Следуя рядом, под мерную поступь мула, который избавлял Великую Мадемуазель от необходимости пешком проделать путь, на который ее ослабевшие ноги были неспособны, Анна и Брендор шли по улицам Брюгге. Девушка рассказала, что больше всего ее беспокоит то, что тело Иды, хотя частично и поврежденное, все же сильнее ее духа.
— Она много молится? Часто ли ходит на службы?
Анна покраснела: она не знала никого другого, кто был бы так равнодушен к церковным обрядам, как Ида.
Великая Мадемуазель продолжила свое:
— Если она выкажет себя доброй христианкой, возможно, нам удастся добиться для нее места в каком-нибудь приличном монастыре.
Анна содрогнулась.
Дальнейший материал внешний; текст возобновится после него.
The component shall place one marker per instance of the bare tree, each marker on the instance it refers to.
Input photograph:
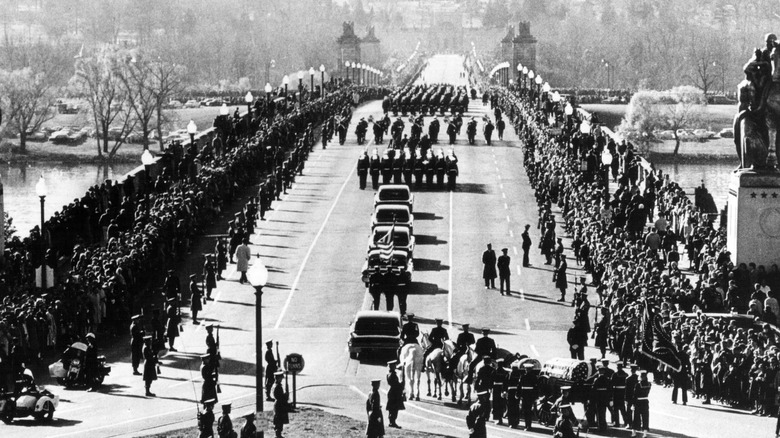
(98, 79)
(27, 98)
Ида — монахиня? Это невозможно. Она превратит общину в ад, если не в бордель. Пока что она и думать не думала о том, чтобы расстаться с Идой: за ней необходимо следить, словно за молоком на плите.
— Пусть она сначала справится со своими недугами, а когда выздоровеет, тогда и посмотрим, — пришла к заключению Великая Мадемуазель.
Они добрались до резиденции архидиакона.
В мрачном и строгом зале аудиенций, со стен которого были сняты роскошные обюссоновские шпалеры, подобранные его предшественником, прелат приветливо смотрел на приближающихся к нему. При виде Анны он воскликнул:
— Прекрасно! Вот оно, это чудо, о котором мне так давно твердили! Подойдите, дитя мое.
Улыбаясь, он подал знак Анне встать рядом. Приветливость, неожиданная в этом жестком человеке, удивила, а затем и успокоила Брендора.
Архидиакон задал несколько обычных вопросов, на которые Анна отвечала простодушно. Очевидно, архидиакон был в восторге от встречи; возможно даже, что этот суровый человек упивался своей собственной любезностью.
Пока Анна вела рассказ о встрече с волком и смирном поведении хищного зверя, Великая Мадемуазель забавлялась картиной, представшей ее взору. «Несомненно, — думала она, — Анна в каждом, будь то волк или архидиакон, вызывает лучшие чувства. В ее присутствии люди отбрасывают все, что в них есть посредственного, и выказывают только то, что есть в них достойного». Разговор коснулся поэзии. Архидиакон прочитал с десяток стихотворений девушки и ему хотелось услышать новые. Брендор и Великая Мадемуазель смущенно извинились за то, что не принесли с собой ее последние стихи, а вот Анна радостно заявила, что знает их наизусть, поскольку они были посланы ее сердцу.
— Посланы? — спросил архидиакон. — Или сочинены?
Анна подумала.
— Чувства мне были посланы, а вот слова я нашла.
— А бывает, что подходящих слов просто нет?
— Их никогда нет. Когда я достигаю внутреннего света, то слов нет. Всякий раз, возвращаясь оттуда, я надеюсь принести с собой луч, пламя. Ведь зажатый в ладони бриллиант не сродни свету, который он излучает.
Архидиакон слегка поморщился:
— Этот свет, о котором вы говорили, — это Бог?
— Да.
— Следовательно, вы напрямую вступаете в общение с Богом? Вы выявляете Бога внутри себя?
— Да.
— Вы уверены, что речь идет о Боге?
— «Бог» — всего лишь слово среди других.